We carried out a conceptual study to derive effective MMV programs for potential CCS projects offshore Japan. First, a risk assessment was conducted to identify and evaluate any potential risks due to CO₂ injection, resulting in the identification of major risks. These risks were subsequently ranked based on their severity and likelihood using the Boston square risk matrix. We then conducted a bow-tie analysis that can provide a visual representation of the identified risks, their causes, and mitigating barriers, indicating potential MMV techniques to deal with undesired scenarios. More than thirty MMV techniques were listed through the bow-tie analysis, and then they were evaluated based on the effectiveness and costs.
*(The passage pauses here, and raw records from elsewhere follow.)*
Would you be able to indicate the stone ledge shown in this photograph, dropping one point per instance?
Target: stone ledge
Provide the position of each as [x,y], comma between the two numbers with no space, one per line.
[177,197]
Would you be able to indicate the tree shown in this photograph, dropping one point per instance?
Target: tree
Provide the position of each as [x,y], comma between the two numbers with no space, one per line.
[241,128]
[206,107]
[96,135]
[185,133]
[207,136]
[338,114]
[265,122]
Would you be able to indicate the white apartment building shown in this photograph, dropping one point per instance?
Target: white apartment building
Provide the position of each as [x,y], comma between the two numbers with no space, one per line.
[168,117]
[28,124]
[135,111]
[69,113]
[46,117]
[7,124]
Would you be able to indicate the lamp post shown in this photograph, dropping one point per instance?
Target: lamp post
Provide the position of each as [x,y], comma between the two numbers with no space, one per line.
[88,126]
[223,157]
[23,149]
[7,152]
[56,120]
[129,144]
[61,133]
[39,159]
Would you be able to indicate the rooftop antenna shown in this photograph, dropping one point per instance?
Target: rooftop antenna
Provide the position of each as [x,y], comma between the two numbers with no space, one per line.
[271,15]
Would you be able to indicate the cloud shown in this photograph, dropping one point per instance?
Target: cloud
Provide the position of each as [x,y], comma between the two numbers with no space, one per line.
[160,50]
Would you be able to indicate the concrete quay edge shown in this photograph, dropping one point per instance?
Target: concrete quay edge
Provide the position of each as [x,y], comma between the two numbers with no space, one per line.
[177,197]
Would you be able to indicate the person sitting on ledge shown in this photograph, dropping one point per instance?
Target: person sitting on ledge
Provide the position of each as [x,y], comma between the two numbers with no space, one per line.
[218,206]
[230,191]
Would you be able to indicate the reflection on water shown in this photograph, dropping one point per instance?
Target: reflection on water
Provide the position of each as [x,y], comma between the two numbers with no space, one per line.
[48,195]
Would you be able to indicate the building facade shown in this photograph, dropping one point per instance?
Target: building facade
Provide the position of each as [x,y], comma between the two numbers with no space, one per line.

As surface and borehole seismic surveys have a certain cost impact, proper understanding of their feasibilities is helpful in optimizing MMV programs in both technical and economical perspectives. Therefore, we conducted modeling studies based on rock physics analysis and ray tracing. The use of a rock physics model allows changes in subsurface properties, such as an acoustic impedance, due to CO₂ injection to be related to time-lapse seismic responses. Furthermore, ray tracing ensures optimum surface and borehole seismic survey geometries to sufficiently cover an area of review, i.e., a project area under the influence of CCS activities.
Along with outcomes form other subsurface studies and injection scenarios including well planning as well as adherence of various CCS guidelines, we designed conceptual MMV programs tailored for CCS projects offshore Japan. These comprehensive MMV plans comprise of various monitoring techniques covering marine environment, geosphere and storage complex, wells including injectors, observers, and any existing wells. While MMV programs need to be optimized throughout the CCS projects, the insights obtained from this conceptual study provided valuable information to sufficiently pursue CCS projects further. The applied study workflow can be utilized and implemented in diverse CCS projects, particularly for those in their early planning phases.